MONTREAL — Botched messaging from the federal government is wreaking havoc among the transport community, and could choke already strained supply chains, says the head of a Canadian trucking organization.
The Canada Border Services Agency said Wednesday that a vaccine mandate for truckers crossing into Canada from the United States would not come into effect Saturday as planned. But the government backtracked the next day and stated the rule would go into force this weekend after all.
The end of the exemption for truck drivers and other non-essential workers means they must be fully vaccinated if they want to avoid a two-week quarantine and pre-arrival molecular test for COVID-19.
However, numerous big-riggers — some unvaccinated — were dispatched during the 20-hour window in which Ottawa's erroneous announcement spread through the sector, according to the Private Motor Truck Council of Canada.
"It's created a whole disaster," said president Mike Millian, who was surprised at news that seemed to reverse plans in the works for two months and discussed in an online meeting with government officials hours earlier on Wednesday.
"Governments are supposed to provide clarity and calmness, and what has gone on ... provided nothing but chaos and confusion."
The quarantine will leave truckers, who are typically paid by the mile, out a paycheque, said Millian, whose council represents companies with in-house fleets such as Loblaws and Home Hardware as well as several that bring oxygen supplies to Canadian hospitals.
"We're in favour of vaccines. But the issue is, we can't look at public health orders in a silo," he said Friday.
Federal officials told industry representatives in a virtual meeting that afternoon that border officers will be encouraged to use "discretion" when deciding whether to fine truckers who failed to complete a pre-arrival test or submit their proof of vaccination via the ArrivaCan app or web portal, said Millian and the Canadian Trucking Alliance. But the quarantine rule is absolute, he added.
"Our frustration point is you’re making drivers and industry pay for a mistake that was made by government."
Government representatives offered no explanation for the incorrect communications emailed to media Wednesday night.
The plan to broaden the vaccine mandate to truckers and other cross-border essential workers "has not changed,'' Health Minister Jean-Yves Duclos said in a joint statement with the transport and public safety ministers late Thursday afternoon.
"Our teams have been in touch with industry representatives to ensure they have the correct information."
Unvaccinated American big-riggers will also be turned back at the border beginning Saturday, with the U.S. preparing to impose similar restrictions on Canadian truckers on Jan. 22.
Up to 26,000 of the 160,000 drivers who make regular cross-border trips will be sidelined as a result of the mandate, adding further bottlenecks and potential price hikes to the flow of goods ranging from food to auto parts and medical devices, say the Canadian Trucking Alliance and the American Trucking Associations.
While returning truckers who have not been jabbed must quarantine "immediately" after making their delivery, that definition is flexible.
"A driver may deliver their load in Alberta but live in Ontario, so they'll be able to stay at hotels along the way so long as they abide by the local guidelines," Millian said, citing Friday's meeting with bureaucrats.
"Officials have clarified that a suitable place of quarantine does not include the cab of a truck and must be done at a verifiable address," notes the trucking alliance website.
The federal Conservatives and trade groups representing oil, manufacturing and export companies have called for a delay to the trucker vaccine mandate, which was announced on Nov. 19.
Health professionals are encouraging vaccine mandates across sectors in the long term as the Omicron variant continues to surge.
"For the long haul, there would be a net benefit to maximizing vaccination in mobile people.
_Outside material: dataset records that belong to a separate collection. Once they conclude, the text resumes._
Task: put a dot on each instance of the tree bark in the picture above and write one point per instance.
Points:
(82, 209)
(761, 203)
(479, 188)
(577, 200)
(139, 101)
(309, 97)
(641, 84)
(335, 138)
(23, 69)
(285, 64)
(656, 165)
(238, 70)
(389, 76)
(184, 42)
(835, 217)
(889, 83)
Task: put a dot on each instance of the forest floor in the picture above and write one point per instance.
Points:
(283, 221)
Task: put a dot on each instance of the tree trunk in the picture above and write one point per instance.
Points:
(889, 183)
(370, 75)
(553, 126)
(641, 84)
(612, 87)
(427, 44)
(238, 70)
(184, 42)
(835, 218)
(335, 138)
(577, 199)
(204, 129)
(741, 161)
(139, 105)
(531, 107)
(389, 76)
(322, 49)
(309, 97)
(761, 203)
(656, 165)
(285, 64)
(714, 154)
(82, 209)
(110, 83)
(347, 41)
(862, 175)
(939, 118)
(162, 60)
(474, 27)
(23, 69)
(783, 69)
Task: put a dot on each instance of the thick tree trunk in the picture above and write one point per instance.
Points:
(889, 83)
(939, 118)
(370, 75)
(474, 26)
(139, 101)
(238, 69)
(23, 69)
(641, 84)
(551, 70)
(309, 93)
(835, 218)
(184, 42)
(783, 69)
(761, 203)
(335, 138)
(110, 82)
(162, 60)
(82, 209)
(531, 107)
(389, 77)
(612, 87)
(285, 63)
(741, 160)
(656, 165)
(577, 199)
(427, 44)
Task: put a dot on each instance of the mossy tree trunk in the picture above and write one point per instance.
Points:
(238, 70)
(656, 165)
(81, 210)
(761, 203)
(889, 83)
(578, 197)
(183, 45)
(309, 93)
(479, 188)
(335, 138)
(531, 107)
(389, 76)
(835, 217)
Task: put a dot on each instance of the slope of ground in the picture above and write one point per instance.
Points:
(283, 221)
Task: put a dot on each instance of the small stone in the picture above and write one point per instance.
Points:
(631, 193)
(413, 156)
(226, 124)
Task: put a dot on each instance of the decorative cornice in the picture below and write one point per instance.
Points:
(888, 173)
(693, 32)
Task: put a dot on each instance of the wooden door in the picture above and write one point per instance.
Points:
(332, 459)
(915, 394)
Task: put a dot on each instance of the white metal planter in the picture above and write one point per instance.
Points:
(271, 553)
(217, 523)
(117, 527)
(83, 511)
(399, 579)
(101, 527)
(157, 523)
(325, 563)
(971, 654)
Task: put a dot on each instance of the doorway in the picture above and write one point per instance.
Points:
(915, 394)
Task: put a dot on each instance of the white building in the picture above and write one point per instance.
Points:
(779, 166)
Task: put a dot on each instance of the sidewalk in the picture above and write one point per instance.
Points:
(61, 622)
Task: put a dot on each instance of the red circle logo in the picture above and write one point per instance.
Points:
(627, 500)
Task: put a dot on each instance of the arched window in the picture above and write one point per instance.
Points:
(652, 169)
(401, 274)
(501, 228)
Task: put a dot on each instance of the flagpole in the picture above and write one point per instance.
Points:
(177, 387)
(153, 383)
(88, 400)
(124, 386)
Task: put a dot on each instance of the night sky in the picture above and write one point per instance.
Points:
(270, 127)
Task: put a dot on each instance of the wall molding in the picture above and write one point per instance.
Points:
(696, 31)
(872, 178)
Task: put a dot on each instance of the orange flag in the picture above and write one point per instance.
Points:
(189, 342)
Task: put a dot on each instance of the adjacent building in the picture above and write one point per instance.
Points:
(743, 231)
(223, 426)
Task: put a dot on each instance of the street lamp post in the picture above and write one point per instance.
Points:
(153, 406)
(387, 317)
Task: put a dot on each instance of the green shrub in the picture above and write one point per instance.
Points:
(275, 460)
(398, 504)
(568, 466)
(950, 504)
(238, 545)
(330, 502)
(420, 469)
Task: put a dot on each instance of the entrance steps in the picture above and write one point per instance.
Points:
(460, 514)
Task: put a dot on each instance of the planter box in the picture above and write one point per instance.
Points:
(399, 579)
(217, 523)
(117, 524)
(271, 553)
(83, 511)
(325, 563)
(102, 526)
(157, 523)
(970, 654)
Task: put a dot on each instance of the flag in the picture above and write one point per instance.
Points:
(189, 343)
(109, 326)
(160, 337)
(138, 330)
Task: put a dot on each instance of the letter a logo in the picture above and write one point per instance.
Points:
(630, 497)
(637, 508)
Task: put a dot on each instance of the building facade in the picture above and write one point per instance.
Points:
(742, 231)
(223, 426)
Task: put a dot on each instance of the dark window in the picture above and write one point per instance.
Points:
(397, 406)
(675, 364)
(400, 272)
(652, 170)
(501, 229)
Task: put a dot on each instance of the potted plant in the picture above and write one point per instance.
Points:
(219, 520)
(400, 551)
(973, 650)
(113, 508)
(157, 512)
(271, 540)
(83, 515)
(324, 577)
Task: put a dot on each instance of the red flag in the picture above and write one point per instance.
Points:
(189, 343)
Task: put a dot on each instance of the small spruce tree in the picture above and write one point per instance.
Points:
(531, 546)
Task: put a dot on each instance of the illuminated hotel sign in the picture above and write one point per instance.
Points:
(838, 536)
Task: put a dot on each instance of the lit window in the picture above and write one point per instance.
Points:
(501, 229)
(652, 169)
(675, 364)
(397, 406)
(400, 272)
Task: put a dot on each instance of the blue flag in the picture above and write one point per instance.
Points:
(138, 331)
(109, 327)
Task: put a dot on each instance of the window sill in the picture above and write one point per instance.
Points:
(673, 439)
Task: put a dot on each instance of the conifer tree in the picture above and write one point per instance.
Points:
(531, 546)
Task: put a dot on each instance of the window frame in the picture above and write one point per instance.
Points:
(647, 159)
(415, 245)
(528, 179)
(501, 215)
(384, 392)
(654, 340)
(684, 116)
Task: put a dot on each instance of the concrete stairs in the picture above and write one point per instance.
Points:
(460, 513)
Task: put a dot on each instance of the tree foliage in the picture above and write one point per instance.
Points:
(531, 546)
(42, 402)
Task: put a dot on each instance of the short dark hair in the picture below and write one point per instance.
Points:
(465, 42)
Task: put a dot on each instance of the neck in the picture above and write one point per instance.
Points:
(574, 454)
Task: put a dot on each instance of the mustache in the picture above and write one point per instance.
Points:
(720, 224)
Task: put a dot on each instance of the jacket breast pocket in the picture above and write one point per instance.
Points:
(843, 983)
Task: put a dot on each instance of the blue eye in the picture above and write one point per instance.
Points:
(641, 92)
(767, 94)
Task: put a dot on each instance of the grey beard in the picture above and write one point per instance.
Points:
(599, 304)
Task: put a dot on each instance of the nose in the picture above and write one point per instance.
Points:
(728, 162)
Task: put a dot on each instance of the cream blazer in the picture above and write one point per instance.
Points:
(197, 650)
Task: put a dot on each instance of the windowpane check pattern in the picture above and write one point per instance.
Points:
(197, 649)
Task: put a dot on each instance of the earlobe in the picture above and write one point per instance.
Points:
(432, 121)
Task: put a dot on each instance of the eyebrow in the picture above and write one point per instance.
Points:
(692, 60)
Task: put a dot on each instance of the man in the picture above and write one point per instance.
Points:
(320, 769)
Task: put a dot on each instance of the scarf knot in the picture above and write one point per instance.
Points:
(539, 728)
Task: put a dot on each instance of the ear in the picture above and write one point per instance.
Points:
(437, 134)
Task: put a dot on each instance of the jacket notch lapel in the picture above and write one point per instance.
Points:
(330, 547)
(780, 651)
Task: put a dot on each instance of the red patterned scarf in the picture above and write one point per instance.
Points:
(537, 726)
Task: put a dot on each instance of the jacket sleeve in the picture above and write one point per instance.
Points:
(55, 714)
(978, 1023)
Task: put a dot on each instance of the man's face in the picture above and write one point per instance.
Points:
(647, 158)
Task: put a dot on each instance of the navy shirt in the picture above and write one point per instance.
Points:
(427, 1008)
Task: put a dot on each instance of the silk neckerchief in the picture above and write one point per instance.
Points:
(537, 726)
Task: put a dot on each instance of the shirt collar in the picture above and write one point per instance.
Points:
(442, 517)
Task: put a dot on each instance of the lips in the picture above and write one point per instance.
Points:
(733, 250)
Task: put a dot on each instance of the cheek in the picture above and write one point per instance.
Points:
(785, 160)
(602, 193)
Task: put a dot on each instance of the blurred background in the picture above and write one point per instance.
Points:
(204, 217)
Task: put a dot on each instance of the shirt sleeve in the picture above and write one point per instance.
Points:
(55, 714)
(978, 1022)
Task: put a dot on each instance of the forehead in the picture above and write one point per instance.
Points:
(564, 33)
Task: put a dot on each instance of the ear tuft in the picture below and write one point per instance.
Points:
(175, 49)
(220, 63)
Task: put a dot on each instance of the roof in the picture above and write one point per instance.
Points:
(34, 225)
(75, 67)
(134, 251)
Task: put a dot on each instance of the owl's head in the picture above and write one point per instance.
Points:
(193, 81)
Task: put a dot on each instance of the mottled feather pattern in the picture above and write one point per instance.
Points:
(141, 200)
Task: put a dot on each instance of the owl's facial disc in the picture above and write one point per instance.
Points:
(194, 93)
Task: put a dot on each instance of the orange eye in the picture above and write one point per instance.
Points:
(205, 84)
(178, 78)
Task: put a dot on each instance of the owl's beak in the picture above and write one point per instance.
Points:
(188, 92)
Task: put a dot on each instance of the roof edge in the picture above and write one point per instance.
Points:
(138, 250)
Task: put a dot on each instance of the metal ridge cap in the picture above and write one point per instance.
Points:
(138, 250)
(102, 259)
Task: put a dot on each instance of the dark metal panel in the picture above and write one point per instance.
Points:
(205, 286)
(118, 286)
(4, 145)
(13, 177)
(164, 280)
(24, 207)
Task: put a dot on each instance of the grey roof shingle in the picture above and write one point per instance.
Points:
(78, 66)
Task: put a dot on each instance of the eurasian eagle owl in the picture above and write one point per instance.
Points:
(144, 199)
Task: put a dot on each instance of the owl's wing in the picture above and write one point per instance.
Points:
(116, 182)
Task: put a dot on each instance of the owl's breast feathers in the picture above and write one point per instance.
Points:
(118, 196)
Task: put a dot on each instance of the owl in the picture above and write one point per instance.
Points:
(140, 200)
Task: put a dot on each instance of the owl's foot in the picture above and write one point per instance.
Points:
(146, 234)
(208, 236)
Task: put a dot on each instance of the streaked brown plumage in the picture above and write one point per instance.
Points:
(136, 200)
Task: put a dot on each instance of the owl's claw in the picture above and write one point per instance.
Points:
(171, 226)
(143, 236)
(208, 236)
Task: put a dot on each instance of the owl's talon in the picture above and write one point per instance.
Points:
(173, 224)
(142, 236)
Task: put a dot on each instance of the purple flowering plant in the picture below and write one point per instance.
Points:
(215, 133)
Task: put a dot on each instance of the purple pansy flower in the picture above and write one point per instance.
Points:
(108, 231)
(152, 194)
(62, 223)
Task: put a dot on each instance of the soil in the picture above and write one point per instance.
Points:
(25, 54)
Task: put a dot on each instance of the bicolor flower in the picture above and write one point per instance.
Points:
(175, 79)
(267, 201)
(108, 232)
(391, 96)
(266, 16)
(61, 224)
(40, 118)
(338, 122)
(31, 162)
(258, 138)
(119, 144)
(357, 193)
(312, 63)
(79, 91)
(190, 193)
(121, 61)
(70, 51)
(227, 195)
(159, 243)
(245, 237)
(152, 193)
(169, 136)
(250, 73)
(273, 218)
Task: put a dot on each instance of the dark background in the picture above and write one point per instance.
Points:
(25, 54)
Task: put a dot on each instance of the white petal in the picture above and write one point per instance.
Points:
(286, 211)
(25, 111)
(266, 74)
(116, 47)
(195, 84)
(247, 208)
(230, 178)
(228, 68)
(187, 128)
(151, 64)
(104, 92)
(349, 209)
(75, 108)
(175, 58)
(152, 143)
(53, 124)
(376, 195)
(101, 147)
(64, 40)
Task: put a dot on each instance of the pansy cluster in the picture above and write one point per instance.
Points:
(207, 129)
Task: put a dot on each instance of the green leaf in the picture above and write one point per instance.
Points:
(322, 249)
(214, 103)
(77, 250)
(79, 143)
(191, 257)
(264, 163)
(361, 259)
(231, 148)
But at the moment is it something where you're going to see a big, measurable difference across the board? Not exactly right now," said Dr. Lynora Saxinger, an infectious disease specialist at the University of Alberta.
In the meantime Heidi Boudreault, president of the Canadian Kitchen Cabinet Association, says her members are struggling to find alternate sources of supply as backlogs build and bottlenecks contract.
"We’re also facing price increases, almost on a daily basis throughout different suppliers," said Boudreault, who owns Calgary-based Denca Cabinets, founded by her parents in 1977.
The cost of laminates rose 10 to 20 per cent over the past two years, with wood products and painting supplies also more expensive, she said. Components for kitchen appliances and plumbing fixtures, which her company sells as well, are increasingly tough to source.
"Obviously, supply chain disruptions are becoming increasingly disturbing," she said.